1. I can’t sew, but my drawings help the cutters to understand the silhouettes I want to achieve..

Technical sewing isn’t my strength, but drawing is. My illustrations have become a practical tool, giving the cutters a precise understanding of proportion and line. It’s an efficient way of translating ideas into garments.

 

2. Accessories set the tone and often dictate the entire look.

A single accessory can shift a silhouette or spark a new direction. For me, they have become a starting point rather than an afterthought. They shape the energy of a collection more than people assume.

 

3. Matching doesn’t have to mean identical colours — it’s a system that speeds up mornings.

I match textures, moods and materials instead of relying on one shade. This approach keeps a look coherent without being uniform.

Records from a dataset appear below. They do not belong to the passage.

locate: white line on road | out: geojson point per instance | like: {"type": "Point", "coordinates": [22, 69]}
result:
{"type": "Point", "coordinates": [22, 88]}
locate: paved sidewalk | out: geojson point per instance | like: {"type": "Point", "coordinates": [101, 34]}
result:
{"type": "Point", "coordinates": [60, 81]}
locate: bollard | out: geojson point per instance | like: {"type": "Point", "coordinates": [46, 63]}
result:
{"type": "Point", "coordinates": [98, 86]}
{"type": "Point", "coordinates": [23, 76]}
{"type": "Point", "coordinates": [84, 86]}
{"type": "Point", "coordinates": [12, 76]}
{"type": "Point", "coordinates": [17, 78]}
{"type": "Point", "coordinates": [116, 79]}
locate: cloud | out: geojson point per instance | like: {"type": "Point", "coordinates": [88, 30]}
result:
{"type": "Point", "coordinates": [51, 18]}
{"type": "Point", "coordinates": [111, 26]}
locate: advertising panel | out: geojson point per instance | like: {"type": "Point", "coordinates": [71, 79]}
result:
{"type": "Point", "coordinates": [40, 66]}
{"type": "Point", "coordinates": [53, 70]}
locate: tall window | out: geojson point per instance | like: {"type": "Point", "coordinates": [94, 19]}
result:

It also makes getting dressed faster and more intuitive.

 

4. The kimono jackets have become the brand’s strongest signature.

Crafted from Pierre Frey fabrics and produced in limited quantities, these pieces now define the collection’s identity. They combine structure, print and versatility in a way that resonates with customers. They are, in many ways, the brand’s shorthand.

 

5. Mood boards remain part of my daily routine.

I create them constantly to refine direction and adjust tone. Each board adds a new layer, much like updating a familiar recipe. It’s a simple but effective way to stay visually aligned.

 

6. Illustration work has shaped how I understand fashion.

Thirty years of drawing have trained my eye to read proportion, texture and balance quickly. That experience carries directly into how I cut, style and develop new pieces. It’s a foundation I rely on daily.

 

7. I enjoy creating handcrafted giveaways for the brand.

These small items add a personal note to the collection’s universe. They serve as tactile reminders of the brand’s values and craft-oriented approach. They also make our events and deliveries more memorable.

 

8. My vintage archive informs how I build colour stories.

I reference it frequently for unexpected combinations and textures. The archive acts as a visual library that keeps the palette grounded yet distinctive. It’s practical, not nostalgic.

 

9. My daughter Greta has influenced the brand from the start.

She brings a clear, instinctive sense of detail to many pieces. Her input often sharpens the final design. It’s an intergenerational collaboration that has become part of the process.

 

10. Travelling reveals how the clothes function beyond the studio.

Wearing pieces in different climates and contexts highlights what works — and what doesn’t. This global testing ground shapes future adjustments. It’s fieldwork in real time.

 

11. Working on magazines keeps my perspective broad.

Editorial assignments expose me to ideas outside fashion and prevent the tunnel vision that can come with designing. This balance strengthens both sides of my work. It keeps the brand connected to culture, not just clothing.